Ris-Orangis (/fr/) is a commune in the southern suburbs of Paris, France. It is located 22.6 km from the center of Paris.

==History==
The Hôtel de Ville, located in Ris, was commissioned as the Château de Fromont and completed in about 1700. The commune of Ris-Orangis was created in 1793 by the merger of the commune of Ris with the commune of Orangis.

==Population==

Inhabitants of Ris-Orangis are known as Rissois in French.

==Education==
As of 2015 3,712 students attend municipal schools of Ris-Orangis.

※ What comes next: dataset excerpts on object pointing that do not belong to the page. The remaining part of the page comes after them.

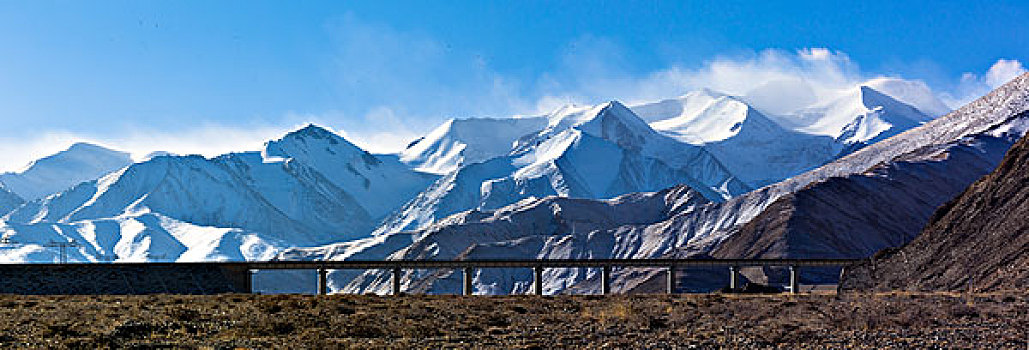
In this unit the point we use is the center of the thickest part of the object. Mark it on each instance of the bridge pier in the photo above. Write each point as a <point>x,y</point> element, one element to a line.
<point>794,279</point>
<point>395,278</point>
<point>537,280</point>
<point>671,280</point>
<point>734,278</point>
<point>467,281</point>
<point>322,281</point>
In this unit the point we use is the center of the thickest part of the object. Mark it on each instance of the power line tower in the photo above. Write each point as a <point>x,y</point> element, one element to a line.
<point>64,248</point>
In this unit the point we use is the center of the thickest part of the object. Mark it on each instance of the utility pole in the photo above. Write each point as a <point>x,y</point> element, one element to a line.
<point>63,246</point>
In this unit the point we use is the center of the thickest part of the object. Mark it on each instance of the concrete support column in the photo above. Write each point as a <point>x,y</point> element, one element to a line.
<point>671,280</point>
<point>396,281</point>
<point>794,279</point>
<point>734,278</point>
<point>322,281</point>
<point>537,280</point>
<point>467,281</point>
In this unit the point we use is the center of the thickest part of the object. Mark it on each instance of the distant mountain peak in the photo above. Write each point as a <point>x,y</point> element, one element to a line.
<point>80,162</point>
<point>316,132</point>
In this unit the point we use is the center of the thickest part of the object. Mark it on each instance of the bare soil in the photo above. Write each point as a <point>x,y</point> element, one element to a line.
<point>882,320</point>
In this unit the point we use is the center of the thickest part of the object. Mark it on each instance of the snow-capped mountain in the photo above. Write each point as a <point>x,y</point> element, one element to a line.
<point>859,115</point>
<point>594,152</point>
<point>909,171</point>
<point>309,187</point>
<point>703,138</point>
<point>754,148</point>
<point>81,162</point>
<point>8,201</point>
<point>460,142</point>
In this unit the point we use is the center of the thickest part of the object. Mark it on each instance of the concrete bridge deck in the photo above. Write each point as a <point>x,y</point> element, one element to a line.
<point>219,277</point>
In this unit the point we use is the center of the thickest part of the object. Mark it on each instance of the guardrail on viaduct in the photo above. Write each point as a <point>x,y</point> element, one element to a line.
<point>240,272</point>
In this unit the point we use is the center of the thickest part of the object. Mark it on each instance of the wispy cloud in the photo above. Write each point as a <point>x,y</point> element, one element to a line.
<point>394,85</point>
<point>972,85</point>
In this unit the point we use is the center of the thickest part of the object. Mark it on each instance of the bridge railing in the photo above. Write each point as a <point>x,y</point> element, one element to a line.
<point>468,267</point>
<point>538,266</point>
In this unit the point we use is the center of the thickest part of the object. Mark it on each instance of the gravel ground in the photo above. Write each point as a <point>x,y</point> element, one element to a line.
<point>881,321</point>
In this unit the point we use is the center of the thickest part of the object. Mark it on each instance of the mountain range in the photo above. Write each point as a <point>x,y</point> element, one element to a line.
<point>693,175</point>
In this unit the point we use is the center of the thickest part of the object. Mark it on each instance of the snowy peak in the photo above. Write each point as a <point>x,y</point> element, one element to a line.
<point>81,162</point>
<point>615,123</point>
<point>708,116</point>
<point>915,94</point>
<point>857,115</point>
<point>313,144</point>
<point>459,142</point>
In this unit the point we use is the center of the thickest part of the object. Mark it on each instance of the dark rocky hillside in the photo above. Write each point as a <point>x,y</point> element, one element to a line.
<point>979,241</point>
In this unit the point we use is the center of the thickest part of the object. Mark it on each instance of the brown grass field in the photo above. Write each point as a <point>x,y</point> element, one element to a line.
<point>891,320</point>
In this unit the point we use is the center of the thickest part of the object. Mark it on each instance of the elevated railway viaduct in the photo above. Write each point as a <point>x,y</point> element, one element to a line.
<point>227,277</point>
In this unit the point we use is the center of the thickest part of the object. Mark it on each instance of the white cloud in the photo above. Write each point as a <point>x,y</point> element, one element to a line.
<point>972,85</point>
<point>396,85</point>
<point>1003,71</point>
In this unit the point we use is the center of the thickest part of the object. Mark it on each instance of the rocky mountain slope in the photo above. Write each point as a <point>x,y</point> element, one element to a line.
<point>977,242</point>
<point>309,187</point>
<point>912,172</point>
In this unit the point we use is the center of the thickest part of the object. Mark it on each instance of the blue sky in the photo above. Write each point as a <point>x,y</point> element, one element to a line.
<point>209,76</point>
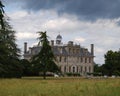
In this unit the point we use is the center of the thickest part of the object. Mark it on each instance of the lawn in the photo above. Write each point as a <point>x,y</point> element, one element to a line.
<point>35,86</point>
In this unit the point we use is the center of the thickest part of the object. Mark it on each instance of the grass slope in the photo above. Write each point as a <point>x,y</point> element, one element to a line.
<point>59,87</point>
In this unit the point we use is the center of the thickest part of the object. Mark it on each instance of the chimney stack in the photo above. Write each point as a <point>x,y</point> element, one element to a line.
<point>52,42</point>
<point>92,49</point>
<point>25,47</point>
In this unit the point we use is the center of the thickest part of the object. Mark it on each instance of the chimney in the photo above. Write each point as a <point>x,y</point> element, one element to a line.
<point>92,49</point>
<point>52,42</point>
<point>25,47</point>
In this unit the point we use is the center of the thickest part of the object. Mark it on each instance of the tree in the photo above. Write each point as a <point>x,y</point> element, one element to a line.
<point>45,60</point>
<point>112,63</point>
<point>9,53</point>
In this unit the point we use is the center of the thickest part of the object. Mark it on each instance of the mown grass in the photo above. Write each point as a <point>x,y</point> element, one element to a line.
<point>59,87</point>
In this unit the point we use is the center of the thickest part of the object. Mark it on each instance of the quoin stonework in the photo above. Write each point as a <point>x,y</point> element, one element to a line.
<point>71,58</point>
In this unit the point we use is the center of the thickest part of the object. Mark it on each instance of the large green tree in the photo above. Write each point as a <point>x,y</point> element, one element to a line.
<point>9,53</point>
<point>44,61</point>
<point>112,63</point>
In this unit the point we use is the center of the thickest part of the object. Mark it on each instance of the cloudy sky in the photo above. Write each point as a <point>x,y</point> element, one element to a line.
<point>83,21</point>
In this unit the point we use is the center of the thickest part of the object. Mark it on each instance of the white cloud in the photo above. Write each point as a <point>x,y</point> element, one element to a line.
<point>80,39</point>
<point>104,34</point>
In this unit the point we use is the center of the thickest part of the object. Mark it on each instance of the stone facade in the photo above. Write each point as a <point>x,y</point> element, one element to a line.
<point>71,58</point>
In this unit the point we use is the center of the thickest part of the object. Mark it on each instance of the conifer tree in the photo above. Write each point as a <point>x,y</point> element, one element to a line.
<point>45,60</point>
<point>9,53</point>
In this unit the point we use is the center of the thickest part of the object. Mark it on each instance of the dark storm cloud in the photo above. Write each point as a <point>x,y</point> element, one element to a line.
<point>86,9</point>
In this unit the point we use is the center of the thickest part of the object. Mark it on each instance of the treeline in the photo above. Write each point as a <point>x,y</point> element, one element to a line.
<point>10,63</point>
<point>111,66</point>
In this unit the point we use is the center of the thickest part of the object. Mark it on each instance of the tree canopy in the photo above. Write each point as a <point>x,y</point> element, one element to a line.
<point>9,53</point>
<point>44,61</point>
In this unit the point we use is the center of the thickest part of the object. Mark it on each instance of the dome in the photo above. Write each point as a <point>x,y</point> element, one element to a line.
<point>59,37</point>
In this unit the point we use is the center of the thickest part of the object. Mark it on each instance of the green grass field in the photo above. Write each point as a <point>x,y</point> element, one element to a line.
<point>59,87</point>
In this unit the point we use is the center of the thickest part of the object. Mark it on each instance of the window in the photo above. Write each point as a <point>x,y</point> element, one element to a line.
<point>77,69</point>
<point>65,59</point>
<point>81,59</point>
<point>85,69</point>
<point>81,68</point>
<point>89,60</point>
<point>65,69</point>
<point>85,60</point>
<point>60,59</point>
<point>73,69</point>
<point>89,69</point>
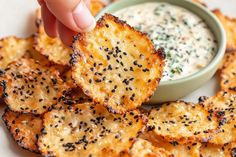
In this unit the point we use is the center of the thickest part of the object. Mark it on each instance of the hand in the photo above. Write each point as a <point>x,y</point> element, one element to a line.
<point>66,17</point>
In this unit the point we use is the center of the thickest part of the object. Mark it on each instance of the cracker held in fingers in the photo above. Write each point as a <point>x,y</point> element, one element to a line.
<point>183,122</point>
<point>24,128</point>
<point>116,65</point>
<point>86,130</point>
<point>29,87</point>
<point>96,6</point>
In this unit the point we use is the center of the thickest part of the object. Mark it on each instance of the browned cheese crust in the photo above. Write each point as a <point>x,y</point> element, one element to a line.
<point>183,122</point>
<point>175,148</point>
<point>116,65</point>
<point>86,130</point>
<point>29,87</point>
<point>223,105</point>
<point>24,128</point>
<point>228,73</point>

They are:
- Seven preschools (écoles maternelles): des Fauvettes, de la Ferme du Temple, Adrien Guerton, Moulin à Vent, Michel Ordener, Pablo Picasso, and Jacques Derrida.
- Six elementary schools: Jules Boulesteix, de la Ferme du Temple, Adrien Guerton, Moulin à Vent, Orangis, Michel Ordener

Junior high schools include:
- Collège Albert Camus
- Collège Jean Lurçat

There is one senior high school, Lycée Pierre Mendès France.

==Personalities==
- Chris Gadi, footballer for the France national U18 Team
- Sébastien Haller, footballer for the Ivory Coast National Football Team
- Jacques Derrida, philosopher
- Lloyd Cole, Musician who played infamous gig at the illustrious Le Plan venue
- Rory Gallagher, Musician who performed his final concert in France at the Le Plan rock club, after his death a street close to the venue was renamed in his honour to: Rue Rory Gallagher
- Sarah Michel, Basketballer for the women's national team

==Transport==
Ris-Orangis is served by three stations on Paris RER line D: Ris-Orangis, Grand-Bourg, and Orangis - Bois de l'Épine.